Evaluate the model training results¶
Once the model training is completed, the training results becomes available after a brief period of time. The status of the model changes to "Training Completed". To evaluate the model training results, click "View training results". The Training board window is displayed. Navigate through the tabs to evaluate the training results.
Insights Hub Quality Prediction Check Data Video
The Model accuracy metrics are represented by a set of characteristics to quantify the model accuracy for the training and testing data sets. The application uses 75% of the overall training data to train the model and remaining 25% to test the model accuracy.
Evaluate the training results with the Model accuracy metrics Regression score(R2), Root Mean Square Error(RMSE) and Mean Absolute Error(MAE) for the training and testing the data sets.
The R2 accuracy score is a metric that quantifies the correlation between predicted and actual results. The values for the test dataset should be as high as possible, approaching 100% in the ideal case. The root mean square error and mean absolute error describing deviations of the predictions and true results should be as low as possible.
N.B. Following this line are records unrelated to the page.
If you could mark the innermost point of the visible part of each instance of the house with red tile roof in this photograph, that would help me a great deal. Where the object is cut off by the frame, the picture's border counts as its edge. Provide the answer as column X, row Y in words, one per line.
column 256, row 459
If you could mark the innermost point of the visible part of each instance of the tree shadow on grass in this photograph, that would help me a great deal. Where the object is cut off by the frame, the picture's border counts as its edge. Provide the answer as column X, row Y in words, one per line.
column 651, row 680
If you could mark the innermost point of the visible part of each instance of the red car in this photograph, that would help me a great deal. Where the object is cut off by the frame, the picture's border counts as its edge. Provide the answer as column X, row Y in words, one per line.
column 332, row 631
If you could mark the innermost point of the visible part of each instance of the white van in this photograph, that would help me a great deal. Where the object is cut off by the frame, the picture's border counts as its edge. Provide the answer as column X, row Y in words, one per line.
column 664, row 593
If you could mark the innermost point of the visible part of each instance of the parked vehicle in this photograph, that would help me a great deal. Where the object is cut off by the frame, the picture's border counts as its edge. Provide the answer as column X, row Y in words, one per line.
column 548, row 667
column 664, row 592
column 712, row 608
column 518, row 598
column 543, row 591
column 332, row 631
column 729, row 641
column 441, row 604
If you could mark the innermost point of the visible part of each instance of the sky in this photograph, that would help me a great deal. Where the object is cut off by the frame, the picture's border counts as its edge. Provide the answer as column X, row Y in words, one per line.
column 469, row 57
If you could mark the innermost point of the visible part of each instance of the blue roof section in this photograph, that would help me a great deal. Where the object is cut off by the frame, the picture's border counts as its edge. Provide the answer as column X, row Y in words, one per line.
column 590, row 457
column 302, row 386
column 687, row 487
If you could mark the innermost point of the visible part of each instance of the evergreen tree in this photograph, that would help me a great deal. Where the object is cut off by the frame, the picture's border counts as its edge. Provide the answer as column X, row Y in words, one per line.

Review the comparison of predicted and true results for the training data set using the following charts:
- Predicted vs. actual (Time Series) chart: Displays the predicted and actual quality results over time.
- Predicted vs. actual (Correlation) chart: Visualizes the correlation between predicted and actual results, with each data point ideally aligning closely with the green line representing a perfect fit.
- Delta Prediction vs. actual (Deviations Histogram): Displays the distribution of deviations between the predicted and actual results. A well-trained model leads to acceptable level of prediction deviation and actual results without critical outliers.
If the accuracy metrics is not sufficient or the model generates too many outliers, click “Edit" to adjust the model setting and click "Save as new version" to save the model once the model accuracy and the visual results are acceptable. You can edit and save as new version only in the Draft status.
Analyze the feature importance to identify the process parameters that significantly impact the predicted quality result and review the feature importance charts as shown in the image.
-
Importance chart: Displays the feature importance obtained by permutation of the input features.
-
Feature importance (SHAP-values) chart: Displays the SHAP values for each input feature, indicating how a single feature affects the prediction result. Process parameters with the highest importance and SHAP values have the significant impact on the quality result. For more information refer Evaluation of feature importance.
-
Feature effects (SHAP-values) chart: Displays the distribution of SHAP values for each data point in the training dataset. The color of each data point represents the feature value and its position on the axis indicates its positive or negative impact on the predicted result.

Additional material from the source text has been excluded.